Mother’s Market & Kitchen
- Company type: Private;
- Industry: Retail (Grocery), Health Food Store
- Founded: 1978 (48 years ago) in Costa Mesa, California, U.S.
- Founders: Bruce Macgurn
- Headquarters: Costa Mesa, California, U.S.
- Number of locations: 11 (2024)
- Area served: Southern California;
- Key people: Dorothy Carlow, CEO
- Products: Bakery, delicatessen, dairy, grocery, frozen foods, organic foods, bulk foods, meat, produce, seafood, wine, beer, spirits, coffee, prepared foods, vegan, gluten free
- Website: mothersmarket.com

= Mother's Market & Kitchen =

Southern California-based supermarket chain

Mother's Market & Kitchen (sometimes called Mother's Market) is a regional supermarket chain operating in Southern California.

==History==
Mother's Market was founded in 1978 by a group of yoga enthusiasts in Costa Mesa.

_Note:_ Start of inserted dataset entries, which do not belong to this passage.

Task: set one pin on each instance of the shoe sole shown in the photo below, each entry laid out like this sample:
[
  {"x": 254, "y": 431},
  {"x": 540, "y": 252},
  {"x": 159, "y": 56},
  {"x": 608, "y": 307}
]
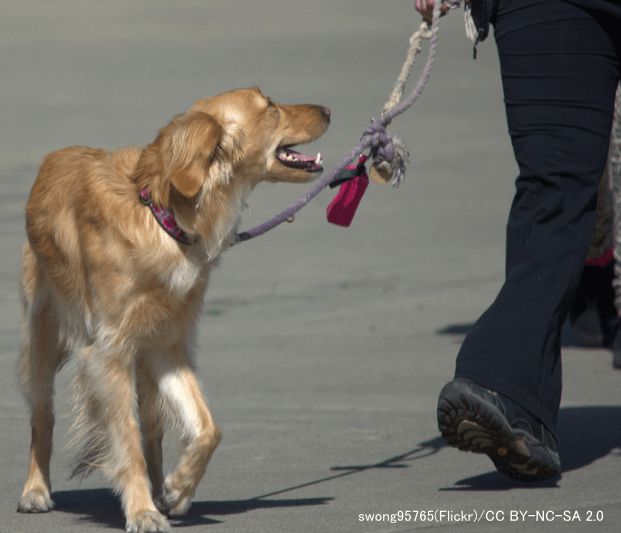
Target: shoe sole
[{"x": 469, "y": 423}]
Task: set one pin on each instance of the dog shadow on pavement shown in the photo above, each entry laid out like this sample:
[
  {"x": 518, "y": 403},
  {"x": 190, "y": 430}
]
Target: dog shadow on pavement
[{"x": 101, "y": 506}]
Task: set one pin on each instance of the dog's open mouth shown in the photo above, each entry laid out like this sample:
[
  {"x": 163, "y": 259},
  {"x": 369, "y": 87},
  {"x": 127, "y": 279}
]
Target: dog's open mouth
[{"x": 292, "y": 159}]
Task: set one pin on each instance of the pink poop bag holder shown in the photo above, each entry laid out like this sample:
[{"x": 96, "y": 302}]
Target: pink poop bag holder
[{"x": 352, "y": 182}]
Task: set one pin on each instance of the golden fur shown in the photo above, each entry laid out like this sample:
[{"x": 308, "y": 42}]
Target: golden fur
[{"x": 104, "y": 285}]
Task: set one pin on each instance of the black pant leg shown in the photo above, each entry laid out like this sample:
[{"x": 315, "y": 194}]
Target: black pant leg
[{"x": 560, "y": 68}]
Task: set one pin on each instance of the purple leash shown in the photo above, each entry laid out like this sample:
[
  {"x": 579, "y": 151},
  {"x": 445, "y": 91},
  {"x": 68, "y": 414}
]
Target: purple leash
[{"x": 385, "y": 148}]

In 2016, Mother's Market was acquired by private equity group Mill Road Capital.

As of 2024, they have 11 locations in Southern California.

In 2026, Mother’s Market workers announced a union campaign with United Food and Commercial Workers named “Hearts United” at the company’s stores, citing staffing shortages, scheduling issues, and low pay.